SBA Financing Basics for Business Acquisitions

Structure a bankable offer with confidence

Why Buyers Choose SBA Loans

The Small Business Administration’s 7(a) loan program offers flexible terms, longer amortisation schedules, and lower down payments than many conventional loans. For acquisitions under $5 million, SBA-backed financing can bridge the gap between buyer capital and seller expectations while spreading risk across lenders, the government, and the borrower.

Sellers also benefit. When a buyer presents a credible SBA plan, it signals lender involvement, organised documentation, and the capacity to close. Understanding the program helps both parties plan realistic timelines and contingencies.

Core Eligibility Requirements

SBA loans are designed for small businesses operating in the United States. Buyers must demonstrate good character, relevant industry experience, and the ability to inject at least 10% equity. The target company must be a for-profit entity with tangible net worth below program thresholds.

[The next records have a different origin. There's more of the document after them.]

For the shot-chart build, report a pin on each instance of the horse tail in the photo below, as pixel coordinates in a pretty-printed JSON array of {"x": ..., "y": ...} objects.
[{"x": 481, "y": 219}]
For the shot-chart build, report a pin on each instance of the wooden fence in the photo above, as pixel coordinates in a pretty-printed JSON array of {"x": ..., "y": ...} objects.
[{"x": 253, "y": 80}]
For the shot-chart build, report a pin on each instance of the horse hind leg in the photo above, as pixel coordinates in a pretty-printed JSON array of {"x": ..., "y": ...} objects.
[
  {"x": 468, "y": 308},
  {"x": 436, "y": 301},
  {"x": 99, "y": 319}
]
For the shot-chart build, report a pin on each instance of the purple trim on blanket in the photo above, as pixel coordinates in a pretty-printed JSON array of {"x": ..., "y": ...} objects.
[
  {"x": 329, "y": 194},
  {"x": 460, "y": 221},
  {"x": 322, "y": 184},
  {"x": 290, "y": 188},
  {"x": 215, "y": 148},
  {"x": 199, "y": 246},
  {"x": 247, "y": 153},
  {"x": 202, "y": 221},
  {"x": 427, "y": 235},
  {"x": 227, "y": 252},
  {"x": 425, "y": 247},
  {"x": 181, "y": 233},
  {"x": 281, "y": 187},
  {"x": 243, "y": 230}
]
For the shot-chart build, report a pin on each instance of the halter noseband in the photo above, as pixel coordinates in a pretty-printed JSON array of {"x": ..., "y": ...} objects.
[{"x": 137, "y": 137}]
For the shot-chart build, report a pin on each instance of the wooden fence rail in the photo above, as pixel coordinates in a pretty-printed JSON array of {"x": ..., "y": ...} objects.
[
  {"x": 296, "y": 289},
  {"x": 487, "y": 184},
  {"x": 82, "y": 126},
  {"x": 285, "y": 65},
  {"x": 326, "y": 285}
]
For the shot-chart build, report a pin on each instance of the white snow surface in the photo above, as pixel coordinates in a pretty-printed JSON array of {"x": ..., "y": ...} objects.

  • Buyer FICO scores typically above 680 and clean legal history.
  • Post-closing debt service coverage ratio of at least 1.15x.
  • U.S. citizenship or lawful permanent residency for majority owners.
  • No passive ownership—buyers must actively manage the acquired business.

Some industries—like speculative real estate or lending—are ineligible. Work with an SBA Preferred Lender to confirm qualifications early in the process.

Understand the Capital Stack

SBA 7(a) deals typically combine lender funds, buyer equity, and seller financing. While the program allows seller notes, at least 5% of the total project cost must come from the buyer’s own cash injection when seller standby financing is used.

Common structures include:

  • 10% buyer equity, 75% SBA-guaranteed bank loan, 15% seller note on full standby.
  • 15% buyer equity and 85% bank loan when no seller financing is available.
  • Working capital lines layered on top of the term loan to fund inventory and payroll.

Clarify how earnouts or performance-based payments fit within SBA rules, as contingent consideration can complicate underwriting.

Prepare for Documentation and Timelines

Expect a detailed review of tax returns, financial statements, and ownership records for both buyer and seller entities. Assemble the following early to avoid closing delays:

  1. Three years of business and personal tax returns.
  2. Year-to-date financial statements and ageing reports.
  3. Business plan outlining transition strategy and management roles.
  4. Signed purchase agreement or letter of intent with clear terms.

SBA transactions often take 60–90 days from LOI to funding. Build in time for third-party reports such as business valuations, equipment appraisals, and environmental assessments.

Coordinate with Your Deal Team

Align expectations among the lender, broker, attorney, and CPA supporting the deal. Set a weekly cadence for document updates and open tasks, and track key milestones like credit committee approval and SBA authorization numbers.

With early preparation and transparent communication, SBA financing can provide a dependable path to closing—enabling buyers to acquire quality companies and sellers to exit with confidence.